The other, and far less certain, dimension of Hibbert's game is his offense. It's a mixed bag. He's capable of delivering baby hooks in the lane and is competent enough with his back to the basket. His touch has shown promise, perhaps building expectations that a full scoring repertoire would emerge at some point. Until now, that hasn't really happened. If anything, the big man's assertiveness and efficiency have declined of late.

That could change in L.A. Expectations for offense will be appropriately low, but Hibbert's already in touch with the right people as he looks to improve his game.

"Kareem [Abdul-Jabbar] reaches out to me," Hibbert said, per Ramirez. "He comes to watch my workouts, and we stay in touch for the most part. He gives me little tidbits. I worked with him a lot last year. He keeps up with me, so he always gives me some advice, something to work on."

That's a start.
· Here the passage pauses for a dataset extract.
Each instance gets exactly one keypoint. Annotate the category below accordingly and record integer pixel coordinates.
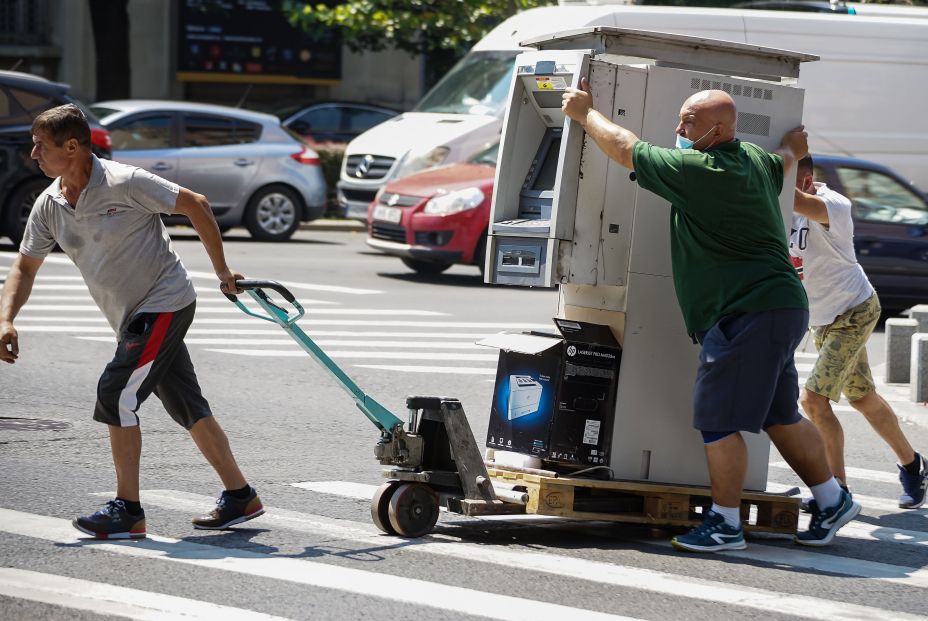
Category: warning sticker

The other good news is that Hibbert may be utilized a bit differently in the Lakers' new motion-based system. Forbes' Josh Benjamin recently argued that the transition could be beneficial:

"

Under Scott, the Lakers are running the Princeton offense, the purpose of which is to create mismatches and scoring opportunities through constant ball movement. In such a system, which the Lakers actually ran under coach Mike Brown for one-plus seasons before he was fired after a slow start and replaced with the run-and-gun happy Mike D’Antoni, the center actually plays quite a big role. 

"

With the offense coming to him around the basket, Hibbert could emerge a reasonably effective complementary scorer. No one would complain. But getting buckets won't be his primary task, and those per-game numbers probably won't stand out.

As NBA TV's Dennis Scott put it (per the Indianapolis Star's Candace Buckner), "Roy will play until he gets tired because it's hard to find 7-foot guys who know how to play. He's just not a guy that you say to yourself [he's] David Robinson, Shaq, Patrick [Ewing] and all those great centers. That's just not Roy.

"So why try to force something on somebody and that's just not who he is?"

The Lakers don't need Hibbert to be a star, not an entirely well-rounded one anyway. They need him to be a better, faster, stronger version of himself, a defensive wrecking ball covering space and capitalizing on his length on the defensive end.

Facing free agency in 2016, Hibbert has all the incentive in the world to get in shape. There will be plenty of eyes on him in L.A., and they just might like what they see.